The Nucleon Energy Correlators

TL;DR

The paper introduces nucleon energy correlators as a new way to probe the internal structure of nucleons, capturing microscopic details without relying on fragmentation functions or jet algorithms, and demonstrates their measurement in deep inelastic scattering.

Contribution

It proposes nucleon energy correlators as a novel, non-perturbative tool for nucleon tomography, avoiding traditional fragmentation functions and jet clustering.

Findings

Distributions show a phase transition between perturbative and non-perturbative regimes.

A polar angle version of Bjorken scaling is predicted in the perturbative phase.

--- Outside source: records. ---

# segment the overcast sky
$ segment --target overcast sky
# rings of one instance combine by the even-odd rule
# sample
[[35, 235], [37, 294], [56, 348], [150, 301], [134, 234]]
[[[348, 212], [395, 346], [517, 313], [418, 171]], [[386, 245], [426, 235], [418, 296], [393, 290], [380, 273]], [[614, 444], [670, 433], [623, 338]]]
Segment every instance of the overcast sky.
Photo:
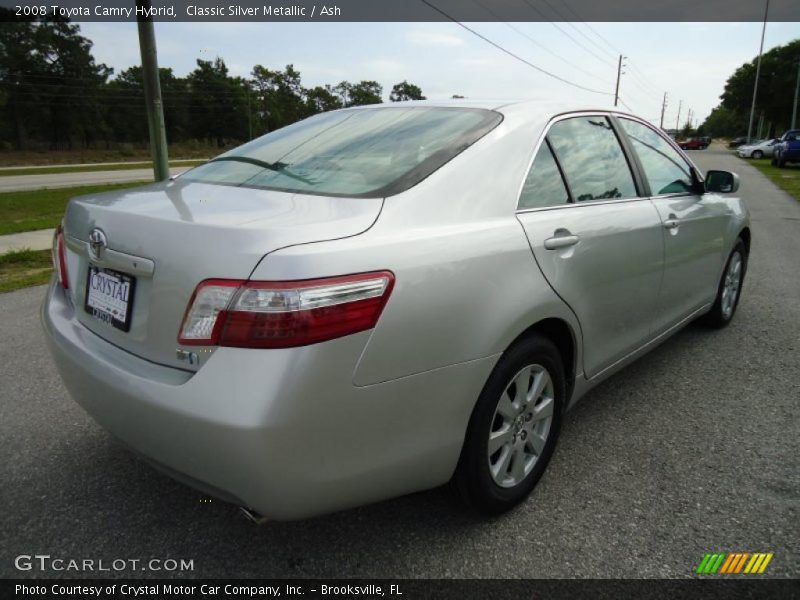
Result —
[[[133, 23], [81, 23], [94, 55], [119, 72], [139, 64]], [[758, 53], [761, 23], [468, 23], [475, 31], [558, 76], [613, 94], [618, 51], [629, 57], [620, 96], [657, 122], [669, 93], [665, 127], [682, 100], [702, 122], [719, 103], [725, 80]], [[311, 87], [373, 79], [384, 87], [403, 79], [431, 99], [569, 99], [613, 101], [552, 79], [455, 23], [156, 23], [159, 63], [186, 75], [197, 58], [222, 57], [234, 75], [253, 65], [292, 63]], [[765, 51], [800, 37], [798, 23], [769, 23]], [[613, 47], [613, 48], [612, 48]]]

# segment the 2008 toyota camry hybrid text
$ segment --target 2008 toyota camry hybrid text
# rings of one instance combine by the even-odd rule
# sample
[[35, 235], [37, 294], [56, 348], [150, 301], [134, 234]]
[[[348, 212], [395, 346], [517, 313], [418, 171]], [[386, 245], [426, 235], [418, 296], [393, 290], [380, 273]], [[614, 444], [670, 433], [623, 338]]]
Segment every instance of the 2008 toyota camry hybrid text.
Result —
[[611, 110], [346, 108], [71, 200], [44, 328], [98, 423], [251, 514], [449, 481], [498, 513], [588, 389], [733, 318], [738, 187]]

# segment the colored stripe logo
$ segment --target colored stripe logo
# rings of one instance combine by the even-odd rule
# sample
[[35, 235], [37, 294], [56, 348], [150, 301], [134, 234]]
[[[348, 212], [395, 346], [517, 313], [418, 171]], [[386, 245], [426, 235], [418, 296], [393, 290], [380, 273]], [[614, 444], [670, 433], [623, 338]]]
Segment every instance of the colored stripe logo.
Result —
[[772, 552], [715, 552], [706, 553], [697, 567], [703, 575], [755, 575], [767, 570]]

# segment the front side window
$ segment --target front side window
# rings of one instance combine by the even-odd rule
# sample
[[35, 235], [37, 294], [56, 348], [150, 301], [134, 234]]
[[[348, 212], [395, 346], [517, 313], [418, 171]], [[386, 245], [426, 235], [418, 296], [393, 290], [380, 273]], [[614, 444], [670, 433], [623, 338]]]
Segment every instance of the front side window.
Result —
[[569, 194], [561, 178], [561, 172], [558, 170], [550, 146], [547, 142], [543, 142], [522, 186], [519, 208], [558, 206], [567, 202]]
[[637, 121], [620, 118], [619, 122], [642, 163], [651, 194], [661, 196], [692, 191], [691, 169], [667, 140]]
[[316, 115], [181, 177], [334, 196], [382, 197], [436, 171], [502, 120], [475, 108], [365, 108]]
[[547, 134], [576, 202], [635, 198], [628, 161], [606, 117], [573, 117]]

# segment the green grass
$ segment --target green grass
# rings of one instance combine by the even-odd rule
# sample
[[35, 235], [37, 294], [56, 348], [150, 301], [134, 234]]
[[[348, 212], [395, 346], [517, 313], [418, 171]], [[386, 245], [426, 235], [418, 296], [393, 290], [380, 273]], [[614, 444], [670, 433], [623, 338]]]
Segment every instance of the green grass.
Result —
[[773, 167], [768, 158], [748, 160], [751, 165], [766, 175], [772, 183], [800, 200], [800, 165], [786, 165], [783, 169]]
[[61, 222], [70, 198], [137, 185], [142, 184], [113, 183], [54, 190], [4, 192], [0, 194], [0, 235], [50, 229]]
[[[187, 159], [170, 161], [170, 167], [196, 167], [205, 160]], [[18, 169], [0, 169], [0, 177], [11, 175], [49, 175], [54, 173], [91, 173], [93, 171], [127, 171], [130, 169], [147, 169], [152, 167], [151, 162], [134, 162], [126, 164], [92, 165], [92, 166], [66, 166], [66, 167], [20, 167]]]
[[50, 250], [14, 250], [0, 255], [0, 293], [41, 285], [50, 280]]

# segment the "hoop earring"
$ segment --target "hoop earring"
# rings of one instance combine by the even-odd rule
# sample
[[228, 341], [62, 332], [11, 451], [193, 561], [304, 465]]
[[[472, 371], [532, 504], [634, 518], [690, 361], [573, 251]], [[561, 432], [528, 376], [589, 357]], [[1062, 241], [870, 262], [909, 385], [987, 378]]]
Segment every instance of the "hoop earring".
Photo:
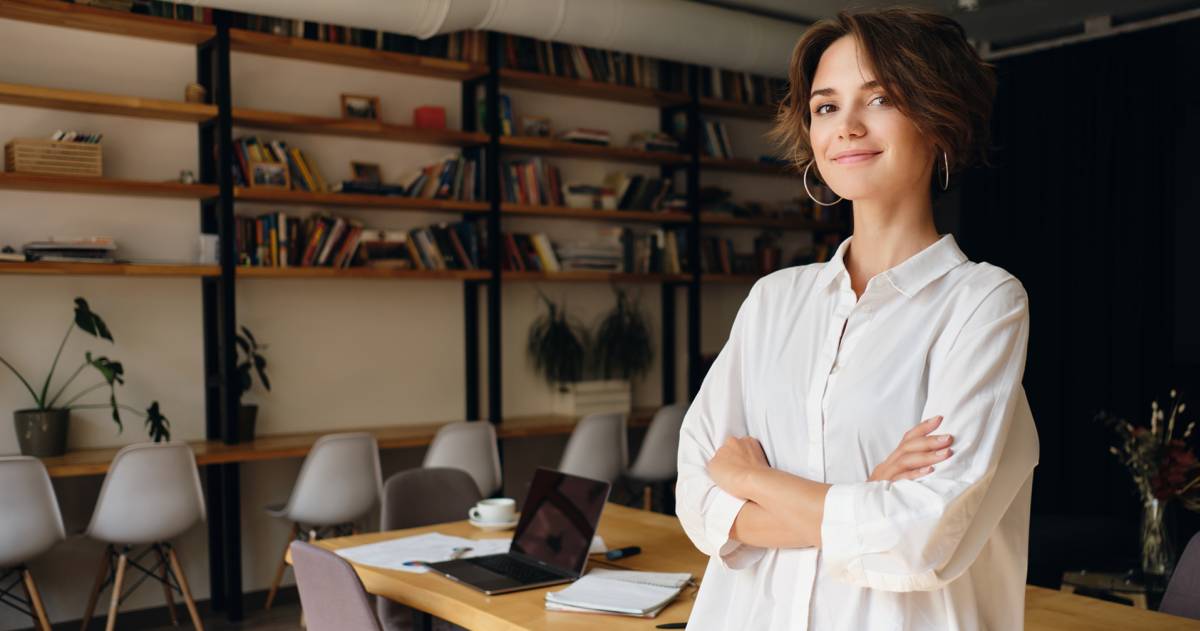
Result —
[[942, 159], [946, 161], [946, 168], [944, 169], [946, 177], [944, 178], [945, 182], [942, 184], [942, 190], [944, 191], [950, 188], [950, 157], [946, 155], [945, 150], [942, 150]]
[[838, 202], [842, 201], [841, 195], [838, 195], [838, 198], [836, 201], [829, 202], [828, 204], [817, 199], [816, 197], [813, 197], [812, 191], [808, 190], [808, 169], [811, 166], [812, 166], [812, 161], [810, 160], [808, 162], [808, 166], [804, 167], [804, 175], [800, 178], [801, 180], [804, 181], [804, 192], [808, 193], [808, 198], [813, 200], [814, 203], [819, 204], [821, 206], [833, 206], [833, 205], [837, 204]]

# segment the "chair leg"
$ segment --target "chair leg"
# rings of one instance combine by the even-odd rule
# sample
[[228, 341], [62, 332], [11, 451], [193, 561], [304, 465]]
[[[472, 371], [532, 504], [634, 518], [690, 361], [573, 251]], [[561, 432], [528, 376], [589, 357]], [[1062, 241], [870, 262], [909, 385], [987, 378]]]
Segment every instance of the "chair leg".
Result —
[[29, 572], [29, 568], [21, 570], [21, 577], [25, 579], [25, 595], [29, 596], [29, 604], [33, 609], [33, 622], [41, 631], [50, 631], [50, 620], [46, 618], [46, 607], [42, 604], [42, 596], [38, 593], [37, 585], [33, 582], [33, 574]]
[[175, 574], [175, 580], [179, 581], [179, 591], [183, 592], [183, 602], [187, 605], [188, 615], [192, 617], [192, 624], [196, 631], [204, 631], [204, 623], [200, 621], [200, 612], [196, 611], [196, 601], [192, 599], [192, 590], [188, 587], [187, 575], [179, 565], [179, 557], [175, 556], [175, 548], [170, 545], [166, 548], [167, 555], [171, 558], [171, 571]]
[[279, 593], [279, 584], [283, 582], [283, 573], [287, 570], [288, 546], [292, 545], [292, 541], [299, 536], [300, 524], [292, 524], [292, 533], [288, 535], [287, 543], [283, 544], [283, 553], [279, 555], [279, 567], [275, 568], [275, 578], [271, 581], [271, 589], [267, 591], [267, 603], [263, 605], [263, 609], [270, 609], [271, 603], [275, 602], [275, 595]]
[[92, 593], [88, 596], [87, 608], [83, 610], [83, 625], [80, 627], [82, 631], [87, 631], [88, 623], [96, 613], [96, 600], [100, 597], [100, 588], [104, 586], [104, 580], [108, 578], [112, 555], [113, 547], [105, 546], [104, 557], [100, 559], [100, 573], [96, 575], [96, 583], [92, 585]]
[[175, 590], [171, 588], [171, 562], [167, 559], [167, 554], [163, 552], [162, 546], [155, 544], [154, 552], [158, 555], [158, 562], [161, 567], [159, 572], [163, 584], [163, 597], [167, 601], [167, 613], [171, 615], [171, 626], [179, 626], [179, 616], [175, 615]]
[[654, 506], [654, 489], [647, 484], [642, 487], [642, 510], [651, 510]]
[[125, 564], [129, 558], [125, 556], [125, 551], [121, 551], [121, 556], [117, 557], [117, 574], [113, 578], [112, 598], [108, 603], [108, 619], [104, 621], [104, 631], [113, 631], [117, 628], [117, 609], [121, 607], [121, 588], [125, 581]]

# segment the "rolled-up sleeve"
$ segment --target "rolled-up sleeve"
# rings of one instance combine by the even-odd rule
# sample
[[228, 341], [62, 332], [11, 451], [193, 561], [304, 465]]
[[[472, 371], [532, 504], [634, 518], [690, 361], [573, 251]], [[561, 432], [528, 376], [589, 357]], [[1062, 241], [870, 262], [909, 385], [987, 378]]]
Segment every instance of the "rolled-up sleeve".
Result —
[[738, 309], [729, 338], [688, 407], [679, 433], [675, 513], [696, 548], [730, 569], [749, 567], [766, 552], [730, 538], [729, 530], [746, 500], [722, 490], [708, 475], [708, 461], [725, 439], [747, 434], [744, 338], [760, 291], [756, 284]]
[[943, 416], [954, 453], [916, 480], [835, 484], [821, 554], [834, 576], [885, 591], [944, 587], [978, 557], [1037, 464], [1037, 432], [1021, 379], [1028, 298], [1008, 277], [931, 358], [922, 419]]

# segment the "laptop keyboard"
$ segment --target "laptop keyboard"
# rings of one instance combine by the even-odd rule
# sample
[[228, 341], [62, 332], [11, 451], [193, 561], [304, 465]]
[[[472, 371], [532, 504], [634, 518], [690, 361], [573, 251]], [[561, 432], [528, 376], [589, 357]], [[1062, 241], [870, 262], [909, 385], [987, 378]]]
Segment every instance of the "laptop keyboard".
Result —
[[473, 557], [463, 560], [470, 561], [497, 574], [516, 579], [524, 584], [541, 583], [543, 581], [553, 581], [563, 578], [559, 574], [547, 572], [539, 567], [522, 563], [503, 554]]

Potential applications at electron ion colliders with far-forward detectors.

Abstract

We introduce the concept of the nucleon energy correlators, a set of novel objects that encode the microscopic details of a nucleon, such as the parton angular distribution in a nucleon, the collinear splitting to all orders, as well as the internal transverse dynamics of the nucleon. The nucleon energy correlators complement the conventional nucleon/nucleus tomography, but without introducing the non-perturbative fragmentation functions or the jet clustering algorithms. We demonstrate how the nucleon energy correlators can be measured in the lepton-nucleon deep inelastic scattering. The predicted distributions display a fascinating phase transition between the perturbative and non-perturbative regime. In the perturbative phase, a polar angle version of the Bjorken scaling behavior is predicted. We discuss its possible applications and expect it aggrandize the physics content at the electron ion colliders with a far-forward detector.